A peça originalmente encenada na Broadway trata do surgimento desta doença e de suas repercussões na sociedade americana por alguns de seus representantes: negros, judeus, protestantes, mórmons. O ponto de vista é político. A escolha do autor é pela simpatia ao partido democrata, repúdio ao republicano e apoio aos negros e homossexuais. A AIDS é vista como um sinal divino que provocará o fim da hipocrisia. Um dos protagonistas, representantes da linhagem tradicional de protestantes brancos americanos é gay e está à morte (Justin Kirk, fantástico). Em meio a crises de diarréia e o abandono de seu amante que não suporta o convívio com a doença, ele é convocado a ser o profeta dos novos tempos.
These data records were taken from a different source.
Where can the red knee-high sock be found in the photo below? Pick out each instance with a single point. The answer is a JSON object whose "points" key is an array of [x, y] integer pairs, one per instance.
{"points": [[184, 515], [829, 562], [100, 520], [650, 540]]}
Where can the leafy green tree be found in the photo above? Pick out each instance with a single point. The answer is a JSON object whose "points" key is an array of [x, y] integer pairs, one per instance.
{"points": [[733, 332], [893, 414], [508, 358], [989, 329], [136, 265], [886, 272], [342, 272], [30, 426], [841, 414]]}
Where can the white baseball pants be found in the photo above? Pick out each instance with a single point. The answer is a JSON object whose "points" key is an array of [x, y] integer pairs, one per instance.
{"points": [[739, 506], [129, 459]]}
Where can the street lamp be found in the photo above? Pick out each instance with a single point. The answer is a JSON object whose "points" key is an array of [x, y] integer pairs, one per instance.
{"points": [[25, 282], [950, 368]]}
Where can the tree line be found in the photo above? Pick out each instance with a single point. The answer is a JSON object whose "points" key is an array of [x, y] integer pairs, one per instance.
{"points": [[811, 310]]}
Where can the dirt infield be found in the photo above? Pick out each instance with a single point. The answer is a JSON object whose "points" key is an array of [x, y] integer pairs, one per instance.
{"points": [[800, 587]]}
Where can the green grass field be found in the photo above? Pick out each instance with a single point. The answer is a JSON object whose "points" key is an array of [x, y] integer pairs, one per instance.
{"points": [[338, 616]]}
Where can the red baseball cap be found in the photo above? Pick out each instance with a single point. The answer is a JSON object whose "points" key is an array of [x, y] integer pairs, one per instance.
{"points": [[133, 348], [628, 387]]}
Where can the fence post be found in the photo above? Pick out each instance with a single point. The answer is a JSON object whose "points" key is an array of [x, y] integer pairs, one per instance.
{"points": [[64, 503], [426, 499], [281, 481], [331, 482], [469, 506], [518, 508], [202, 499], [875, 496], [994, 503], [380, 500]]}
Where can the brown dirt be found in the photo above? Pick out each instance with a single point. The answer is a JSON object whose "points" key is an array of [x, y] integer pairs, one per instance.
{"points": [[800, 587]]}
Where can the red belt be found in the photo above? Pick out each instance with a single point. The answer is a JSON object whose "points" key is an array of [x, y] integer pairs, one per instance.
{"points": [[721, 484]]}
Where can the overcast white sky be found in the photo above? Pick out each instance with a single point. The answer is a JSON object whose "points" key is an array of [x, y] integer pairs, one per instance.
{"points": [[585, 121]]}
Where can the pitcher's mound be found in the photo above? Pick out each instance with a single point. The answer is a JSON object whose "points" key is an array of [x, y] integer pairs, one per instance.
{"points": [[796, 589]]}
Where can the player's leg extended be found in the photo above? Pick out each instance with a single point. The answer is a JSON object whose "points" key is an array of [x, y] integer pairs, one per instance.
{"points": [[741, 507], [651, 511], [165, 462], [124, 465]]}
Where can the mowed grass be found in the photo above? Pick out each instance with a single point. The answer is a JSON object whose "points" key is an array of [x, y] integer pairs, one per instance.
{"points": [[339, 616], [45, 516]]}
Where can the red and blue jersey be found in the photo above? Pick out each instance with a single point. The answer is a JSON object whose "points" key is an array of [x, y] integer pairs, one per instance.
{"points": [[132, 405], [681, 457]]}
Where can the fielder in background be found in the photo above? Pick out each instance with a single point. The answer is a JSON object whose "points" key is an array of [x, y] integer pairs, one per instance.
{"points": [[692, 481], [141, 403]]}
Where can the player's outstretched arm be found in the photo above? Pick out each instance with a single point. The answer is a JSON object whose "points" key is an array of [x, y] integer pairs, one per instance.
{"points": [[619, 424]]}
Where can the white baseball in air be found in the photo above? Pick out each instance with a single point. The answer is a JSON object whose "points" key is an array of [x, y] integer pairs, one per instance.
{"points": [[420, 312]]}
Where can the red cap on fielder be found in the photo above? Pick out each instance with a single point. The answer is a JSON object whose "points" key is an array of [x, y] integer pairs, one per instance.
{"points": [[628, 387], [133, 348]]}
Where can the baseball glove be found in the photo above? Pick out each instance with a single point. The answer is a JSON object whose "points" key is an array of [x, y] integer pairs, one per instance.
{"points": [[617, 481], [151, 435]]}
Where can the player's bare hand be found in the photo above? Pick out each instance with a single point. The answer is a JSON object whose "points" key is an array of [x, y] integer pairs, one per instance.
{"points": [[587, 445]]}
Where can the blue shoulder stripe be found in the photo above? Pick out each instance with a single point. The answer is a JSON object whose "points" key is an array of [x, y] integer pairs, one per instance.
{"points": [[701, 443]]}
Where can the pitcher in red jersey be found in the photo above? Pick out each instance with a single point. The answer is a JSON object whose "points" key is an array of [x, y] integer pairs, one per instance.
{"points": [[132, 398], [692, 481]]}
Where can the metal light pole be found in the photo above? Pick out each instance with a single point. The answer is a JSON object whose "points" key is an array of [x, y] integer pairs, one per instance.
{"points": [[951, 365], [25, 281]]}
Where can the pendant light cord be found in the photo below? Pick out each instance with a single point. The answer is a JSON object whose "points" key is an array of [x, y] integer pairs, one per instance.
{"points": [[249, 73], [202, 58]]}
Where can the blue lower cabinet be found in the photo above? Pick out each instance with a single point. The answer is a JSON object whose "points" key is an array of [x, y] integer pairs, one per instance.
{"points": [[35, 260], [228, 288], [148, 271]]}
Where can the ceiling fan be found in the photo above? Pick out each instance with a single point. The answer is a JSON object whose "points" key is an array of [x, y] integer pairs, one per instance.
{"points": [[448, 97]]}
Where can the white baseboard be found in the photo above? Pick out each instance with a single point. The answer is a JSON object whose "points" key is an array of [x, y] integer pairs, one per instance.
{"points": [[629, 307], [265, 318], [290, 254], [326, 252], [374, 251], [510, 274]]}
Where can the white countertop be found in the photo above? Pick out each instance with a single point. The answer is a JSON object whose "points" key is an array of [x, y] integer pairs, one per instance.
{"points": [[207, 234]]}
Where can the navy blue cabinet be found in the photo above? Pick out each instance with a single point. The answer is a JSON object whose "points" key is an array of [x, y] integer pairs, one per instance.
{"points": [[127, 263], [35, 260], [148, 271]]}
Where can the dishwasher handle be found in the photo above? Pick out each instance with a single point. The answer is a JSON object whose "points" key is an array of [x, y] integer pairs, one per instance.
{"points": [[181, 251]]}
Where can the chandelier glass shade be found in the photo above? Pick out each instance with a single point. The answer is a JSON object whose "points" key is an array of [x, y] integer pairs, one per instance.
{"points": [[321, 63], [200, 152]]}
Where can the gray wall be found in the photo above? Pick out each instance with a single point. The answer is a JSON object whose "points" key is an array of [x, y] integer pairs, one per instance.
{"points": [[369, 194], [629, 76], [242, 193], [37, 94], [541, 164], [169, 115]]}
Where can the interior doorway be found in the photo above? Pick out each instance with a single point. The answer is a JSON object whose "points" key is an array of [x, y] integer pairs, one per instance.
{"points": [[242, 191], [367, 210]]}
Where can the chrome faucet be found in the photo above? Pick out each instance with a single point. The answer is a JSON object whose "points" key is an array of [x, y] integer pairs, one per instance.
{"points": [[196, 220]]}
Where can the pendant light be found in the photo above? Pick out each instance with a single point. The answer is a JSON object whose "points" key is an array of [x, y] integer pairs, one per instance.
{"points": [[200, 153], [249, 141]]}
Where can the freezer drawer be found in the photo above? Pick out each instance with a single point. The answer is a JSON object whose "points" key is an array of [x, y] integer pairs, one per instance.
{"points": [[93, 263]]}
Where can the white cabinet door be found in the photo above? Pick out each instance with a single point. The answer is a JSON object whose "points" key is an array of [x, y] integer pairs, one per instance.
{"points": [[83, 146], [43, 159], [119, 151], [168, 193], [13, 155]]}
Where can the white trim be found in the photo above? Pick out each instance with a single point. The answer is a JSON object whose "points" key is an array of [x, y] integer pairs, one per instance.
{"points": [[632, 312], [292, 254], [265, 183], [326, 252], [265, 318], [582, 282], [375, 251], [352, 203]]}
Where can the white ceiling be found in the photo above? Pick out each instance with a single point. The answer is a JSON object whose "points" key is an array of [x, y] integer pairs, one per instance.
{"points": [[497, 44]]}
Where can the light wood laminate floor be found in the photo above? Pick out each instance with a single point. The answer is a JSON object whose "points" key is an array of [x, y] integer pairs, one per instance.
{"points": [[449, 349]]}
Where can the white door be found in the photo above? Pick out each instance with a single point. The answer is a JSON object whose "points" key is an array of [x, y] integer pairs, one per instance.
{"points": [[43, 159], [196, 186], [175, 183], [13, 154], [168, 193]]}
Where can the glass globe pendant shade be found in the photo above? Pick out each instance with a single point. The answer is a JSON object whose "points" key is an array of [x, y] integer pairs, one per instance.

A primeira parte da saga (O milênio se aproxima) termina com o anúncio do implacável anjo - feito de forma esplêndida por Emma Thompson - para que o "iluminado" Kirk pare de se lamentar e se responsabilize por sua doença e pelo anúncio à sociedade das mudanças dos tempos.

[Religião inútil]

Na segunda parte (Perestroika), o anjo retorna para explicar suas intenções. A atmosfera onírica da primeira parte dá lugar a um intenso debate entre os protagonistas sobre a situação atual da sociedade.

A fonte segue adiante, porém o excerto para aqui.